Johnson has voiced support for Ukraine since assuming the speakership in October but made clear the assistance would die in the Republican-led House without dramatic changes in policy at the southern border. The Senate negotiated a compromise with the White House to appease Johnson but abandoned the measure last week after Republicans rejected it as insufficiently conservative.

Senate leadership has moved quickly since then to approve the assistance stripped of any border provisions, but the speaker effectively killed any hope the House would take up the bill on Monday, just hours before its passage in the upper chamber.

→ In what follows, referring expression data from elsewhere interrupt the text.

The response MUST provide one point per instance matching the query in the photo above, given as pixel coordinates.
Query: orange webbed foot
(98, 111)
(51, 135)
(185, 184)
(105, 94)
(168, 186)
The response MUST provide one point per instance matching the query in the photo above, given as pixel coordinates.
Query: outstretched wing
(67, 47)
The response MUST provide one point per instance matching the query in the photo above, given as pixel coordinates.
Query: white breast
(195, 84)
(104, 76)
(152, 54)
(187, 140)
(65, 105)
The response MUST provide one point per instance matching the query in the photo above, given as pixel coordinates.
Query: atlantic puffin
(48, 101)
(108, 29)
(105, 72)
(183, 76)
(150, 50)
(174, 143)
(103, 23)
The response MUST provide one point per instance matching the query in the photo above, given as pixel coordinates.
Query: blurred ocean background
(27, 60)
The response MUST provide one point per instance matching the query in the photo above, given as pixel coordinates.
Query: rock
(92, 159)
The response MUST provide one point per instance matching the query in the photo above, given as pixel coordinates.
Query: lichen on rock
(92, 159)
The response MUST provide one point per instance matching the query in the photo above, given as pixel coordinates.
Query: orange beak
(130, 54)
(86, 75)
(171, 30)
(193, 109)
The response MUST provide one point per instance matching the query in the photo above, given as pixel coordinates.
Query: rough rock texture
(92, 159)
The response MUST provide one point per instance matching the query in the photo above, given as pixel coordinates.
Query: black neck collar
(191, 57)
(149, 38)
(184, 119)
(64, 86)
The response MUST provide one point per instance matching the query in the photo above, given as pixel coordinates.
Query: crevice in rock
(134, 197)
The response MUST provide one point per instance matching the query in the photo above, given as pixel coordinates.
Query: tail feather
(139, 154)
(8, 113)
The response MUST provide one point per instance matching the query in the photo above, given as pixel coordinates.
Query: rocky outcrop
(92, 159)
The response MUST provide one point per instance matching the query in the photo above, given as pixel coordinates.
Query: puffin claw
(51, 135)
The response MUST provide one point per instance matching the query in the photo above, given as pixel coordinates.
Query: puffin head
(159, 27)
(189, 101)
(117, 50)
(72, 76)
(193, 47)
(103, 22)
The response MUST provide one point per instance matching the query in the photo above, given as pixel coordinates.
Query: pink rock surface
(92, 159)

“The mandate of national security supplemental legislation was to secure America’s own border before sending additional foreign aid around the world. It is what the American people demand and deserve,” Johnson said in a statement. “Now, in the absence of having received any single border policy change from the Senate, the House will have to continue to work its own will on these important matters.”

FILE – Speaker of the House Mike Johnson (R-LA) gives a statement to reporters, Jan. 12, 2024, at the Capitol in Washington. (AP Photo/J. Scott Applewhite, File)

The posturing from Johnson does not close off the possibility of further Ukraine aid reaching President Joe Biden’s desk. But it does make the road ahead significantly more uncertain.

Johnson has already demanded the president articulate an exit strategy for the war in Ukraine as it enters its third year, and it’s likely the defense bill will need to be pared down to make it through the House.

The Senate removed billions of dollars in direct assistance to the government of Ukraine, but other pots of money, such as humanitarian assistance for Gaza, will surely come under scrutiny by Republicans.

It’s also unclear whether the speaker will continue his insistence that the bill, which provides assistance to Israel and Taiwan as well, be broken up into separate pieces.

CLICK HERE TO READ MORE FROM THE WASHINGTON EXAMINER

The White House has shown some flexibility on the border component itself, agreeing to new restrictions on asylum and parole in the Senate deal that were nonetheless panned by conservatives as a “fig leaf” for the border crisis. Any hope for the aid will depend on Biden’s willingness to negotiate further.

The president has already rejected Johnson’s negotiating position on the border — H.R. 2, the House’s flagship border bill — but the speaker has indicated some flexibility to his counterparts in congressional leadership.